Project Proposal - snoopy-team/snoopy-server GitHub Wiki

Project Proposal

Nicholas Miklaucic, Joshua Qin, Garrett Smith

Introduction

Our proposal is to make an AI agent for a 2D one-on-one air combat game of our own creation, modeled after games like Hyperspace Dogfights. Fundamentally, the core gameplay idea is controlling a plane shooting in a particular direction and being controlled via thrust and turning under gravity. We think that this type of physics provides an interesting space to explore computer control within. Hopefully, without the limits of human reaction time and human speed limitations, we can achieve superhuman play: this is the ideal outcome.

Algorithms Used

Our plan is to use Q-learning as the main underpinning of the AI agent—this seems appropriate given the similar use of reinforcement learning in other physics-based control problems and other adversarial realtime games.
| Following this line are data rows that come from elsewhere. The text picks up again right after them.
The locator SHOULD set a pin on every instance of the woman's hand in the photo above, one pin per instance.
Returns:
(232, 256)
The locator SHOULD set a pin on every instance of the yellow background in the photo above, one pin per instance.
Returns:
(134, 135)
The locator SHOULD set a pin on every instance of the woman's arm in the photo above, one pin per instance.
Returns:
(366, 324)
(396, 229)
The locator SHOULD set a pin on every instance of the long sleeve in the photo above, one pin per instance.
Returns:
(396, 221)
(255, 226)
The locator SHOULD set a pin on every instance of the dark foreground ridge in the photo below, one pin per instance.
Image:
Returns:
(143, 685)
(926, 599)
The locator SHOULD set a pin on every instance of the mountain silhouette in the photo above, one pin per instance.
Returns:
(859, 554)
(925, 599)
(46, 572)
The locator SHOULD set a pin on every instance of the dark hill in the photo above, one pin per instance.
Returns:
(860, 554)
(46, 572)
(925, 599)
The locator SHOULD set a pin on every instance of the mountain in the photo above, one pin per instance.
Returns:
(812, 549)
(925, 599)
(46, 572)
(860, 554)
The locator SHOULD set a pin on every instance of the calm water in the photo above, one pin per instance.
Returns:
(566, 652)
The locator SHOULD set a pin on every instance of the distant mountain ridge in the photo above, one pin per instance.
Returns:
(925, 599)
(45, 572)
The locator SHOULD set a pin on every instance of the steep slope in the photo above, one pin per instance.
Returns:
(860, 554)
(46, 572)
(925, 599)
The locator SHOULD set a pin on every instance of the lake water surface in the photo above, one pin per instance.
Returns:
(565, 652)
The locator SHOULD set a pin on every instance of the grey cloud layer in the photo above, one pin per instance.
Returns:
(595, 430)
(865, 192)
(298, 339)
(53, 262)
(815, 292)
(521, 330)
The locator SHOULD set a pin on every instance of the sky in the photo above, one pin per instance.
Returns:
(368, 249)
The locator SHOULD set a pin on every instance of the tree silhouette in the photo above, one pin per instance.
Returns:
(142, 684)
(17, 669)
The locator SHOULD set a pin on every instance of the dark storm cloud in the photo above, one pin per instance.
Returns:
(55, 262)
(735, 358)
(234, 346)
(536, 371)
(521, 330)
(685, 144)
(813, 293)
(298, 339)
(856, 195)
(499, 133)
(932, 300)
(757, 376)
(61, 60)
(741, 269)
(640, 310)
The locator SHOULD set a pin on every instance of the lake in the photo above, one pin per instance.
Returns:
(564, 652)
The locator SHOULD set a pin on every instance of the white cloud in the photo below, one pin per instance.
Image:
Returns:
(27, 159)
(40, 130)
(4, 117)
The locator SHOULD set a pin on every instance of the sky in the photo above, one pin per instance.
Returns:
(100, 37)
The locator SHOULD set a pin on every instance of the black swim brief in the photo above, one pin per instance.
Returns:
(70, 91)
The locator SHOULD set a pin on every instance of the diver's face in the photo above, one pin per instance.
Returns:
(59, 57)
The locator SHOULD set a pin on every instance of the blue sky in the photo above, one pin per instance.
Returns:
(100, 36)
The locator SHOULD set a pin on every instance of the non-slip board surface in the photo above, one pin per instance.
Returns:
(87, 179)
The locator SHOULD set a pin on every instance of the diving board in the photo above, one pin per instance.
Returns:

We plan on using approximate Q-learning with features to deal with the dimensionality of the state space and modeling the continuous state space discretely, with some time delta chosen to maximize performance while retaining as precise control as possible. Adversarial search may be used in a final agent given a sufficiently well-trained value function, although we haven't gotten that far yet.

Problem Specification

Specifically, we want an AI agent to, given a game state (the position, orientation, velocity, and acceleration of the agent and its opponent, the bullets on screen), take a next action (some combination of shooting, thrusting, and turning for the next frame). The goal is to destroy the opponent without having the same done to you, both by staying on screen and firing at the opponent.

Team Composition

We think three people is appropriate for this project in order to split the time necessary to implement a game for the AI to play and the time necessary to develop the AI. We have no specific formal labor distribution: our skill sets are similar enough that all of us expect to contribute to all parts of the final product.

Weekly Plan

Week Plan
March 13-20 Beginning game implementation, overall software design, reviewing relevant literature
March 20-27 Game implementation, further literature review
March 27-April 3 Game implementation, testing
April 3-10 Finishing game backend, beginning work on AI
April 10-17 AI training, optimization, and further tweaking
April 17-24 Further work on optimizing AI, writing draft report
April 24-30 Finishing final report

Our halfway milestone is to have the game itself finished, with rudimentary AI implemented on top of that (e.g., a simple heuristic function and basic search).

Technologies

The game backend and AI will be written in Java. Our plan is to completely separate the backend and frontend: as of now the plan is to implement a web frontend, although we might use a debug implementation in a different language for testing purposes. The plan is not to use any specific game frameworks, although this is subject to change. We will ideally not need to heavily use any existing libraries or projects and can implement everything from the ground up.